When he’d emerged, and was sitting in the sun, Shaawano would feel a remorse and calm so thrilling that tears might fill his eyes. He missed his son. There was so much that he wanted to show him! My grandfather noticed everything—the way wild raspberries had taken root in his torn and idle fishing nets and how young trees had grown through his junked wagon and the piles of his traps. Their prickling fronds, wildly spurting out the wood of the wagon box and through the jaws and knots of things that catch and kill, were a glorious signal. A chickadee pausing with a tiny worm in its beak, the blessed gurgle of a red-winged blackbird, the waves sounding on the lakeshore—anything, everything, caused Shaawano a happiness almost as unbearable as his pain. In this way, too, it was difficult to be so weakened. To wildly celebrate would have once been the appropriate response to any small light or joy. Now, standing up to the beauty, being small in it, taking one breath of sweet air after the next, often produced its own form of panic. This, he named after some time, guilt.

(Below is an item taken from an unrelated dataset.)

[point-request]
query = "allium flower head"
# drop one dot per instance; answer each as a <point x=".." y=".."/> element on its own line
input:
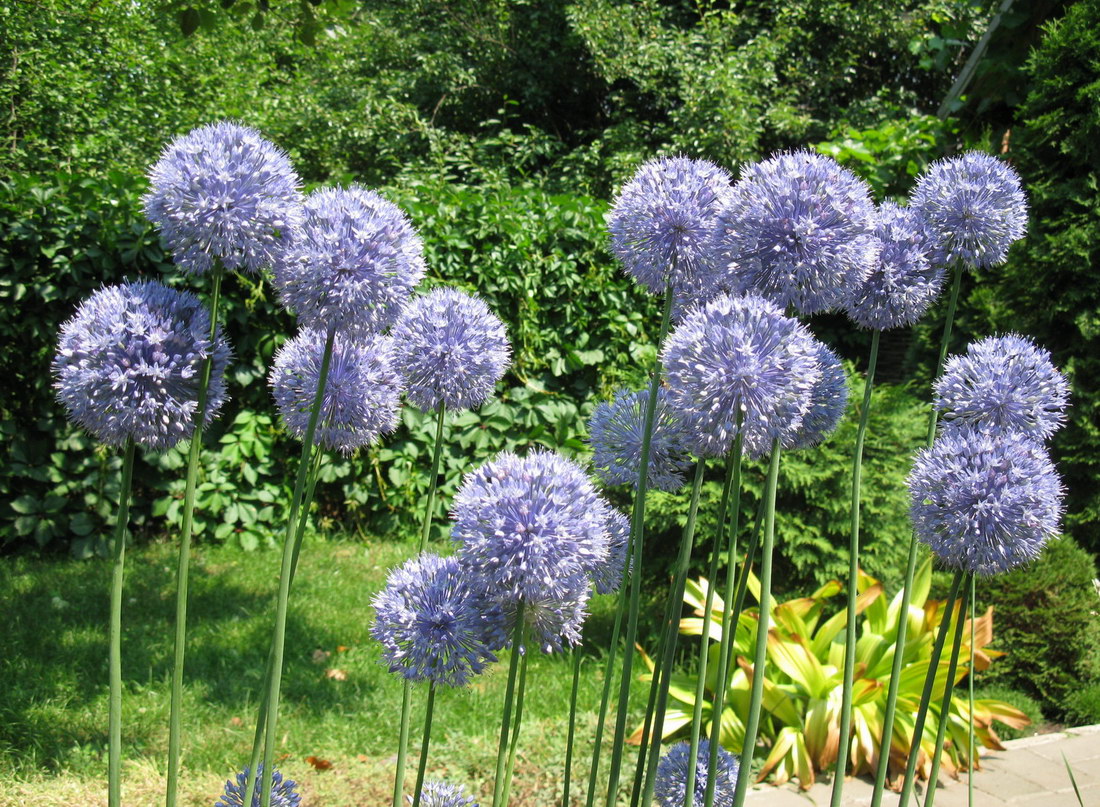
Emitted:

My grandfather said himself that he had been an evil person in his first season of random pain. He had done many things that were beyond the limits of decency. Things he dreaded bringing to mind. The worst things, of course, pierced into his brain with illuminating power. Those things were not the fighting or brawling or fucking or the stupid thefts. The scenes that came back vivid and sharp-edged were the cruel moments when he’d felt a black satisfaction, even a surge of glee in his throat, when he hurt his own son. He’d left the boy hungry and even ridiculed his grief over the loss of his mother. He had tampered with his son’s spirit and now the boy was lost to him. Someone else had stepped in, taken the boy home, and barred Shaawano from visits. But the damage to the boy was done and some things cannot be undone. It was as though what happened with the wolves had set loose one long string of accidents that seemed like fate. And now the guilt. Shaawano couldn’t get what he’d done out of his mind. He began to hate himself so much that the only relief he could obtain was to picture himself going back and savagely attacking the man he had been. He killed himself over and over in his mind. But when his bloody fantasies were exhausted, Shaawano was always left with Shaawano. The man who could never take back a single blow.